Despite an ailing presence in North America, Suzuki has been a pioneer in the Indian marketplace, with its Maruti Suzuki subsidiary selling over 10 million vehicles since inception in 1981, with the Maruti 800 serving as its core product.
Based on the tiny, Japanese-market Suzuki Fronte, the 800 used the Fronte’s chassis, with the body of a second-generation Suzuki Alto and a diminutive 800cc engine. For a low cost car in a developing country, this was fairly advanced, given that the Fronte was powered by a two-stroke engine at one point in its life.

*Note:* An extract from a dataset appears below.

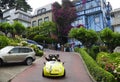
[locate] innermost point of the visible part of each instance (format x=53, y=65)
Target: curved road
x=75, y=70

By Western standards, the 800 is laughably spartan, packing just 37 horsepower and devoid of air-conditioning, power features, an automatic transmission, side mirrors or any hope of surviving a traffic accident. But it was the 800, not the Hindustan Ambassador, that mobilized India’s middle class, with many 800s serving as driving school vehicles, family transportation and in many cases, a step up from motoring on two wheels. Before the Datsun Go and Dacia Logan, the Maruti 800 was the original low cost car.
Like many other antiquated designs, the Maruti 800 has fallen victim to stricter standards, specifically emissions regulations that would require expensive upgrades to its powertrain. Given the substantial amount of road deaths in India, the chance for a safer alternative to take its place isn’t such a bad thing either.